Lookup transformations should only include required ports. For example, if you are looking up an employee's address in an Employee Dimension table based on an employee ID, you would NOT want to include all of the ports from the Employee Dimension table in the lookup transformation. It's most efficient to only include fields in the lookup that you actually require (such as address1, address2, city, state and zip) and remove all unused fields (such as email address, start date, tenure, etc.). This may sound like common sense, but when a lookup table is created in PowerCenter, all fields from that table are included by default. Trimming out unused ports will boost performance by reducing the cache size, and will improve readability as a user can very quickly see what fields actually matter.

4. Improve Lookups Part 2: Use caching strategies and unconnected lookups appropriately

Consider the amount of rows you are processing from the source against the size of the lookup table. If you are only processing a handful of rows from your source and the lookup table is enormous, it is best to use an uncached lookup. Using this method, PowerCenter will perform a direct lookup to the table each time rather than spending the time to build the cache of the huge lookup table, only to process a few rows against that cache.

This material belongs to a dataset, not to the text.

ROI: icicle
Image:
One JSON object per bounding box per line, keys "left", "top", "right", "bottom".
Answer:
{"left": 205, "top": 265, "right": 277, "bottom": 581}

On the flip side, use unconnected, cached lookups within expression transformations when possible. Like functions in other programming languages, unconnected lookups will return a single output value based on one or multiple inputs. The unconnected lookup is efficient because it creates a cache at the beginning of the session, and this cache can be reused multiple times in the lookup without having to be rebuilt. Keep in mind though, this cache will remain static, so it should only be used when you aren't expecting values in your lookup table to change as you load data.

5. Simplify router logic

When using a router, it's best to minimize the amount of logic for each route group. The method I recommend is to create processing flags that would contain boolean output such as "o_Insert_Flag" or "o_Error_Flag" in an expression that precedes the router. Then you can simply set the logic of each router group to handle the value that is set in the flags. This not only makes your router cleaner and more efficient, but also will improve readability and support.


Different organizations and teams may have unique needs, so over time, they will need to create their own sets of best practices and development norms. When developers understand and adhere to these, overall quality will rise as the ETL processes run more efficiently and can be supported by other developers within the organization. If you're a new Informatica developer, a member of a development team that needs some coding norms, or just looking for some extra resources, I hope you will consider these five points in your next project.